Combining the chain rule $\nabla_{\theta}C(x_{N}(\theta))=\nabla_{\theta}x_{N}(\theta)^{\top}\nabla_{x}C(x_{N}(\theta))$ with $\delta_{n}=(\nabla_{\theta}x_{n}(\theta))\delta_{0}$ , we see that $\nabla_{x}C(x_{N}(\theta))^{\top}\delta_{N}=\nabla_{\theta}C(x_{N}(\theta))^{\top}\delta_{0}$ . Therefore, if the approximation of the solution to the adjoint system (4) satisfies $\lambda_{n}^{\top}\delta_{n}=\lambda_{0}^{\top}\delta_{0}$ , in particular $\lambda_{N}^{\top}\delta_{N}=\lambda_{0}^{\top}\delta_{0}$ , it is concluded that $\lambda_{0}=\nabla_{\theta}C(x_{N}(\theta))$ . The theory of geometric numerical integration [9] tells us that if an RK method is chosen for the adjoint system such that the pair of the RK methods for the original and adjoint systems satisfies the condition for a partitioned RK (PRK) method to be canonical, the property $\lambda_{N}^{\top}\delta_{N}=\lambda_{0}^{\top}\delta_{0}$ is guaranteed and the gradient $\nabla_{\theta}C(x_{N}(\theta))$ is exactly obtained as shown in Theorem 1. We note that the canonical numerical methods are well-known in the context of geometric numerical integration. For more details, we refer the reader to [9, Chapter VI] (for PRK methods, see also [1, 15]).

Theorem 1 ([14]).

Assume that the original system (1) is solved by an RK method $(a,b)$ , and the coefficients $(A,B)$ of the RK method for the adjoint system (4) satisfy

	$\displaystyle b_{i}=B_{i},\quad i=1,\dots,s,$		(14)
	$\displaystyle b_{i}A_{ij}+B_{j}a_{ji}=b_{i}B_{j},\quad i,j=1,\dots,s.$		(15)
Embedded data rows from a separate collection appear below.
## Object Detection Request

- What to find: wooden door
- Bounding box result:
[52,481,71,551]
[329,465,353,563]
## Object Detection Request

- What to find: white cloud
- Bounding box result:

Then, by solving the adjoint system with the final condition $\lambda_{N}(=\lambda(t_{N}))=\nabla_{x}C(x_{N}(\theta))$ , we obtain the exact gradient $\lambda_{0}=\nabla_{\theta}C(x_{N}(\theta))$ .

Remark 1.

The conditions in Theorem 1 indicate that $A_{ij}=b_{j}-(b_{j}/b_{i})a_{ji}$ , which makes sense only when every weight $b_{i}$ is nonzero. However, for some RK methods one or more of the weights $b_{i}$ vanish. In such cases, the above conditions cannot be used to find an appropriate RK method for the adjoint system. We refer the reader to Appendix in [14] for a workaround.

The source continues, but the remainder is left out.